Nu gaat mevrouw Kluit vragen naar de reactie op het enquêterapport. Wij geen het zo regelen dat zowel IMG, NCG als de gemeentes in Groningen voldoende budget hebben om dit soort dingen structureel aan te pakken. Zo willen we het gaan regelen, zodat het daar gebeurt. Ik kan het niet vanuit Den Haag. Meestal is het bij schade de combinatie van IMG en gemeente, eventueel. Bij versterken is het altijd de combinatie van NCG en gemeente.

Mevrouw Kluit (GroenLinks):

Vat ik het dan goed samen als ik zeg dat in antwoord op de vragen de staatssecretaris toezegt dat er een regeling komt voor dit soort schrijnende gevallen en dat de uitwerking daarvan in de reactie op de enquêtecommissie staat?

Staatssecretaris Vijlbrief:

Ja, als het aan mij ligt, maar ik ben, nogmaals, aan het ontwerpen.

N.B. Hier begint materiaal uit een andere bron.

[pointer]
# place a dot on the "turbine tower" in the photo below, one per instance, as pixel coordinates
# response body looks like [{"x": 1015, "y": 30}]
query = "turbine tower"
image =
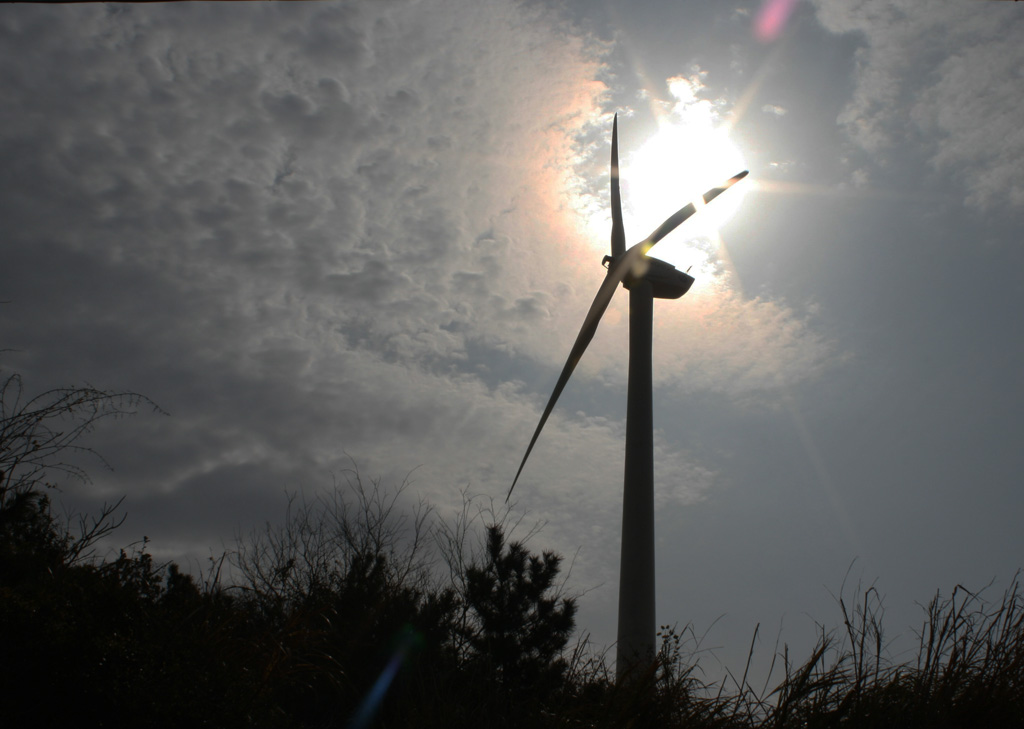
[{"x": 646, "y": 279}]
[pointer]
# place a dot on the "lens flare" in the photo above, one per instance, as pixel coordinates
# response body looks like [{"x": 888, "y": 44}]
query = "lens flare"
[{"x": 771, "y": 18}]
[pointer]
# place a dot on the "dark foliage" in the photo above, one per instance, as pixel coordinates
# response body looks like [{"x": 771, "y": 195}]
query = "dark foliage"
[{"x": 338, "y": 617}]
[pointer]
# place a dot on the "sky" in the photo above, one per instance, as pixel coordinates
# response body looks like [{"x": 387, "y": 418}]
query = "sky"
[{"x": 337, "y": 234}]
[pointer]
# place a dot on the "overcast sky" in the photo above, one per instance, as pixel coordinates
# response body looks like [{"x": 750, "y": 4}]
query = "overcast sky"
[{"x": 326, "y": 232}]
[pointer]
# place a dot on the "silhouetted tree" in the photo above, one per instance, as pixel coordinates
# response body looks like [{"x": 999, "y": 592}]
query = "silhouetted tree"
[{"x": 521, "y": 625}]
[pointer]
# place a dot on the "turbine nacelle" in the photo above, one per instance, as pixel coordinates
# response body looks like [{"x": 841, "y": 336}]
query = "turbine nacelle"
[{"x": 666, "y": 281}]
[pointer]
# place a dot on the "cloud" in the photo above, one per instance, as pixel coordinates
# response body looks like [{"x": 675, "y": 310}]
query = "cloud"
[
  {"x": 958, "y": 108},
  {"x": 313, "y": 229}
]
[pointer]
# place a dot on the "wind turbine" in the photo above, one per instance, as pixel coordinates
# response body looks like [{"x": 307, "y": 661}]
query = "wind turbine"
[{"x": 646, "y": 279}]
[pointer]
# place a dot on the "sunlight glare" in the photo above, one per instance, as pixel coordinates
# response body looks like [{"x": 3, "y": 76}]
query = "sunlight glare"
[{"x": 683, "y": 160}]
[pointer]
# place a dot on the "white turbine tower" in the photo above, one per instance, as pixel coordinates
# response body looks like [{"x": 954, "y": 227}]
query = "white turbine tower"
[{"x": 646, "y": 279}]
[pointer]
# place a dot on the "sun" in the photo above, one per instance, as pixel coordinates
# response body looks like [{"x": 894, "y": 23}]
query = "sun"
[{"x": 678, "y": 164}]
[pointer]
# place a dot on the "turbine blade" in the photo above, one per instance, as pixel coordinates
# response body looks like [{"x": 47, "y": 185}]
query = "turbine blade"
[
  {"x": 617, "y": 231},
  {"x": 616, "y": 273},
  {"x": 680, "y": 215}
]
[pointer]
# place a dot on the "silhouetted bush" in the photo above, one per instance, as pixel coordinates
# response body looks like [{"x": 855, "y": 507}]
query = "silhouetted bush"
[{"x": 341, "y": 616}]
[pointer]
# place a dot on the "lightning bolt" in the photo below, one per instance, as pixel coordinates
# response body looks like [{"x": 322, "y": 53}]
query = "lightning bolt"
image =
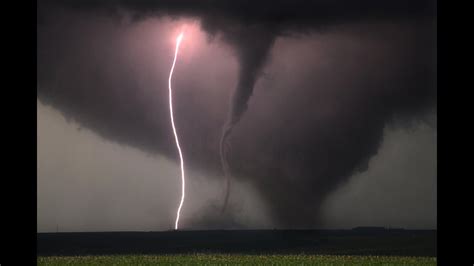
[{"x": 178, "y": 41}]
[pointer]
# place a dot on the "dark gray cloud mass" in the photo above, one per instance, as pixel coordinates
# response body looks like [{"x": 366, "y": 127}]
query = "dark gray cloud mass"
[{"x": 294, "y": 145}]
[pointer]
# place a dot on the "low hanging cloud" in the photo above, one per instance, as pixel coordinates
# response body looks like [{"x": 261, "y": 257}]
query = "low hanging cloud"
[{"x": 314, "y": 85}]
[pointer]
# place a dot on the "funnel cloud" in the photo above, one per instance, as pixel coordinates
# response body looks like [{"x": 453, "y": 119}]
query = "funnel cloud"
[{"x": 292, "y": 97}]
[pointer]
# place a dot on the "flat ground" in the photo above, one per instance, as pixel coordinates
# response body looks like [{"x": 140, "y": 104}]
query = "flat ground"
[
  {"x": 233, "y": 259},
  {"x": 397, "y": 243}
]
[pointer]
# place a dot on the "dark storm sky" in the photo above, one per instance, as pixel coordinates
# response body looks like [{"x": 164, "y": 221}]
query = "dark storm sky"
[{"x": 312, "y": 84}]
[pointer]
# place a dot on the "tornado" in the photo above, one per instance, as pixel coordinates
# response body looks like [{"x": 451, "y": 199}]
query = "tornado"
[{"x": 252, "y": 46}]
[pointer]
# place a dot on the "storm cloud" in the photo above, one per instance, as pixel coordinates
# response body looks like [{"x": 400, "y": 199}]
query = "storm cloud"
[{"x": 315, "y": 84}]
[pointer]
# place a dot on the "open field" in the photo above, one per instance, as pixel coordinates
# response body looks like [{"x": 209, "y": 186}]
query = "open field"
[
  {"x": 403, "y": 243},
  {"x": 232, "y": 259}
]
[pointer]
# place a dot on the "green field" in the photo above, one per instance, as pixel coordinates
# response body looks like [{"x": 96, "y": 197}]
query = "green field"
[{"x": 235, "y": 259}]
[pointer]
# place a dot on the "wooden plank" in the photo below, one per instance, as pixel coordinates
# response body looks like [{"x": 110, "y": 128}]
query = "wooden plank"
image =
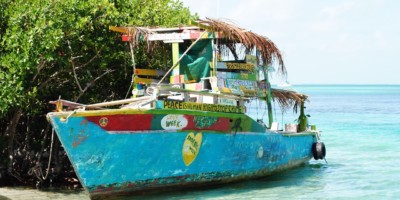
[
  {"x": 235, "y": 66},
  {"x": 145, "y": 80},
  {"x": 150, "y": 72}
]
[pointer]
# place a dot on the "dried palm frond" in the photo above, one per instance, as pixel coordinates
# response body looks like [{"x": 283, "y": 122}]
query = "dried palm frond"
[
  {"x": 232, "y": 33},
  {"x": 288, "y": 98}
]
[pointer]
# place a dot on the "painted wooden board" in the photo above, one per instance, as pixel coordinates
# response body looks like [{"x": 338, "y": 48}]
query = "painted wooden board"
[{"x": 164, "y": 149}]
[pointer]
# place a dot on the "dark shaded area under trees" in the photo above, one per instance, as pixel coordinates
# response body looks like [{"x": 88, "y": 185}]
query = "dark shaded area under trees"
[{"x": 52, "y": 48}]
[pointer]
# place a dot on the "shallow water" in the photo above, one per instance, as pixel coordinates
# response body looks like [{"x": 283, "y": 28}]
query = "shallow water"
[{"x": 361, "y": 129}]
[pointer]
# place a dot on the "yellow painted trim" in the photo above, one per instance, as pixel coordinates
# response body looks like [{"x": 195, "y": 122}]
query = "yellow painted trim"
[
  {"x": 144, "y": 80},
  {"x": 119, "y": 29},
  {"x": 147, "y": 72}
]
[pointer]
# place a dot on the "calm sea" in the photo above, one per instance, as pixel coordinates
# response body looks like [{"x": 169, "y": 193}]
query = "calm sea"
[{"x": 361, "y": 129}]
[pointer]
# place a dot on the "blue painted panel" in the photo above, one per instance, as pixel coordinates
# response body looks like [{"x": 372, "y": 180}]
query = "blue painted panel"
[{"x": 101, "y": 158}]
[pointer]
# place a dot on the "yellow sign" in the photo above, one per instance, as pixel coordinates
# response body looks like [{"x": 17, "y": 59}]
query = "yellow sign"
[
  {"x": 191, "y": 147},
  {"x": 203, "y": 107},
  {"x": 240, "y": 66}
]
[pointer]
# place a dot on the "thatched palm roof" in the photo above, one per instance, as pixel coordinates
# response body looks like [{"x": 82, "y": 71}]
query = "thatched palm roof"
[
  {"x": 231, "y": 35},
  {"x": 269, "y": 52}
]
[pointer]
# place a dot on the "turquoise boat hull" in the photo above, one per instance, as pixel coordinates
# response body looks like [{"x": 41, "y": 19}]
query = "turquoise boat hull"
[{"x": 121, "y": 151}]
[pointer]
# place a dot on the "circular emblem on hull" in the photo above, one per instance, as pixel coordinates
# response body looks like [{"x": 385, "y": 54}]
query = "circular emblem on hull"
[
  {"x": 260, "y": 152},
  {"x": 103, "y": 121}
]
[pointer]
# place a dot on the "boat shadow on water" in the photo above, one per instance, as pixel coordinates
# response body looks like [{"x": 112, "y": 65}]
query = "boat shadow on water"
[{"x": 287, "y": 178}]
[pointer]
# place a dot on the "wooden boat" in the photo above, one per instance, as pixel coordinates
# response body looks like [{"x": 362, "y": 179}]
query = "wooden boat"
[{"x": 192, "y": 130}]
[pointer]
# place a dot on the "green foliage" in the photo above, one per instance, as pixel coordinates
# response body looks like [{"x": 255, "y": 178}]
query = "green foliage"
[
  {"x": 44, "y": 40},
  {"x": 50, "y": 48}
]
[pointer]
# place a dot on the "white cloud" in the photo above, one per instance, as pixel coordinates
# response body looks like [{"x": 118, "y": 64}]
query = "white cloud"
[{"x": 322, "y": 38}]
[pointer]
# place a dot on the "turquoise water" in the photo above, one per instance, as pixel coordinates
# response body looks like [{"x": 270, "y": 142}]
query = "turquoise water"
[{"x": 361, "y": 129}]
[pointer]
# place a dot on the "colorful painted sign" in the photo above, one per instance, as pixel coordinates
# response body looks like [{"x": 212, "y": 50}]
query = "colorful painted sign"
[
  {"x": 203, "y": 107},
  {"x": 227, "y": 101},
  {"x": 191, "y": 147},
  {"x": 173, "y": 122},
  {"x": 235, "y": 66}
]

Ik weet niet of ik een regeling ga maken of dat ik het gewoon mogelijk maak voor de betrokken instituties om het te regelen door ze financiële middelen te geven. Dat is, denk ik, de betere oplossing. Zoiets, ja.

Mevrouw Gerkens vroeg: Is immateriële schade te dekken met de budgetten die nu rondgaan? Immateriële schade is een van de dingen waarvan ik zelf vind dat de bedragen aan de lage kant zijn en dat de verschillen, binnen gezinnen zelfs, onacceptabel zijn. Laat ik het daar even bij houden. Dit is een van de dingen die terug zullen komen in de reactie op het enquêterapport en die, vermoed ik, morgen in het debat ook een grote rol gaan spelen.

Dat brengt mij op een apart punt waar heel veel over gevraagd is. Dat is de samenwerking tussen IMG en NCG. Dat is voor sommige partijen in deze Kamer en ook in de Tweede Kamer een belangrijk punt. De enquêtecommissie-Van der Lee zegt eigenlijk ook met zoveel woorden: als je opnieuw zou beginnen met een wit vel papier, dan zou je geen twee organisaties maken, maar één. Dat lijkt mij een waarheid als een koe. Maar dan is de enige vraag die je nu nog moet beantwoorden: hoe hoog zijn de kosten van het nu samenvoegen ten opzichte van de opbrengsten daarvan? Van der Lee zegt daar het volgende over. Ik citeer: "De commissie heeft immers gezien dat iedere verbeterpoging in het verleden, met nieuwe reorganisaties, weer andere, en nieuwe, problemen met zich meebracht. Het leidde eigenlijk altijd tot vertraging. Een dergelijk oponthoud is onwenselijk. Bewoners van het winningsgebied zijn niet geholpen met de zoveelste vertraging. Daarom pleit de commissie niet voor een grootschalige systeemverandering in de aanpak." Van der Lee zegt dus: doe dat nou niet; ga ze nou niet samenvoegen. Van der Lee zegt ook iets waar ik het van harte mee eens ben. Dat is een lijn die ik al lang had ingezet, maar die we verder moeten brengen. We moeten die twee organisaties wel dichter op elkaar duwen. We moeten ervoor zorgen dat bewoners, als ze te maken hebben met schade en versterken, te maken hebben met één punt en niet met twee punten.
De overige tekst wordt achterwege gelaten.